I believe the fundamentally correct answer to this is that your behaviour should shift within the bounds of that spectrum at any one time. If you’re falling too deep, dig your hands and feet into the walls of the rabbit hole to halt your fall, scurry back up a little, and enter one of the horizontal tunnels you fell past. Rinse, repeat.
As someone new to programming, I was given some “OK buddy” treatment when excitedly advertising to more experienced programmers that I was switching to Neovim from VSCode. It’s a large hurdle to overcome for sure. But the investment is paying dividends. Not only can I work with files and file systems way faster, but I’ve accidentally learned many fundamental programming concepts and practices through polishing my tool (Neovim), that even if I were to switch to a different editor now, it would have still be worth the time.
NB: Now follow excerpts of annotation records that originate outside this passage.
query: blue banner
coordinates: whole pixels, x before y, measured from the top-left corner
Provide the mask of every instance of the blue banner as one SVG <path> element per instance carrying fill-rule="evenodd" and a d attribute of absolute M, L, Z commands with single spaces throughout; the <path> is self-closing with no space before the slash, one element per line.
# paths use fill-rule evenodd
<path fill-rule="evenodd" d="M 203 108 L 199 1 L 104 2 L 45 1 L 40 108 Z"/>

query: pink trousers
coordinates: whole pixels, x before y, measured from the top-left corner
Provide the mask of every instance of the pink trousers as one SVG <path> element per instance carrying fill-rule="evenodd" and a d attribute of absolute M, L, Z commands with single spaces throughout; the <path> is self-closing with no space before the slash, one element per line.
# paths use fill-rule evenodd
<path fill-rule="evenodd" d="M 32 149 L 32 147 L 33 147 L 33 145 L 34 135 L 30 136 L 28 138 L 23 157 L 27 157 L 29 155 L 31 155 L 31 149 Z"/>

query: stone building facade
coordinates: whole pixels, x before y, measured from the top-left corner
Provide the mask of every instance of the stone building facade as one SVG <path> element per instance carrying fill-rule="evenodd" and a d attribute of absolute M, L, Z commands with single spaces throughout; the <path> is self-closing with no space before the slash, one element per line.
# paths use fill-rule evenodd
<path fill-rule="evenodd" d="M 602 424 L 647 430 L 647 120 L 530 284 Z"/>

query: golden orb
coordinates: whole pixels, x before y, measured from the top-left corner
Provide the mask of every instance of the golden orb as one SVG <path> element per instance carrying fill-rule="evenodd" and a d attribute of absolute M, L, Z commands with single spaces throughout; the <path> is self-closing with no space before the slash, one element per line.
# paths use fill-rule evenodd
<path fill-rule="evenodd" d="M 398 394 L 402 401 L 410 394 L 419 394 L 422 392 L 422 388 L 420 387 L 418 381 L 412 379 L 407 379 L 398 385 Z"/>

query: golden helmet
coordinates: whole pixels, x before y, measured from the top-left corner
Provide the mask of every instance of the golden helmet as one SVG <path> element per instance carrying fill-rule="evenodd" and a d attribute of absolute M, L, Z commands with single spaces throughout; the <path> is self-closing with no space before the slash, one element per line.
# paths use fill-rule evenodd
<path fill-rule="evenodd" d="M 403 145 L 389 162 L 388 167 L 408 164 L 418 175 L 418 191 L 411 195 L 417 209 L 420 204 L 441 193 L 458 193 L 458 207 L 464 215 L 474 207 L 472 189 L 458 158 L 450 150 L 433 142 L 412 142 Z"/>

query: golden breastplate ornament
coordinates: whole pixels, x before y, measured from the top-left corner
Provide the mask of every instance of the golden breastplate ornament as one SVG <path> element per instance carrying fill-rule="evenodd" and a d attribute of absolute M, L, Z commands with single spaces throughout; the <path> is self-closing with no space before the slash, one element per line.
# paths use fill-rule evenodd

Consider the case of someone who’s starting out. They know next to nothing about reading and implementing APIs, debugging, program flow or sourcing, managing and working with packages, binaries and configuration files on their system. That was me, and still is to whatever degree.
That person can teach themselves all of that through building their Neovim setup from scratch. Anyone who opens up a bare bones Neovim/Vim install is compelled to polish it, hard. It looks awful and feels completely unusable. But in reality, it’s a sandbox in which to play. It’s easy to work iteratively and interactively, and it results in having a tool that greatly enhances your ability to work with code and your system (yes, even debugging). And it’s fun to do it! The moments of gratification are much closer together. In this sense, it becomes a “personal development environment” (PDE, as apposed to IDE), as explained by TJ Devries in his video, PDE: A different take on editing code.
Not only this, but working with Neovim keeps you closer to the command line. This has also taught me a lot. I greatly enjoyed getting over the intense feeling of danger when using the command line. And the power and value it brings! Steve Yegge comments on this at length in one of his tech talks. Doing things in the command line uncovers a lot of knowledge too, in the same way as Neovim does.
For example, why does moving a file with mv
run so quickly,
while copying it with cp
runs much slower? The path to answering this question isn’t as clear if you work with a file
manager, or do the moving and copying via the file browser of your IDE.
In the shell, there are many fewer layers of abstraction. You’re operating in a space further down the rabbit hole, where information is more raw and questions are as a result more clear. Searching “why is mv faster than cp?” will lead you to much richer information than “why does copying files in Finder, take longer than moving them”.
So you may dig into cp
a little further and come across rsync
, and find that it’s a better program for
many copying tasks. From there you may well polish your tool (shell config) a little more and make an alias
for it like alias rsync="rsync -vrPlu"
. Now your speed is further optimised by not having to type the flags
you always want, and your cognitive load is lower by not having to remember or search for those flags in the
first place.
Then you may want to alias some other frequently typed commands. Now you have enough where you refactor them
out into a separate file and source it in your .zshrc
, which requires you to learn a bit of bash syntax,
which leads you to writing little utility scripts that run fast and do whatever you want, because it
runs in the shell and the shell is the lowest level interface between you and the computer. Your computer becomes a much more powerful tool for you, and it’s nicely polished so that you move
fast and freely. That’s ace!
Whenever someone says “polishing your tools is a trap, it’s a bad thing”, they’re speaking of the extremes. Polishing your tools can be a great thing . It’s helped me learn a good amount of base knowledge in an engaging environment and rewarding environment. No-one wants to use a rusty hammer that gives them splinters, particularly if they can learn things a long the way by polishing and sanding it. As with everything, self control, moderation and keeping an end goal in mind is key.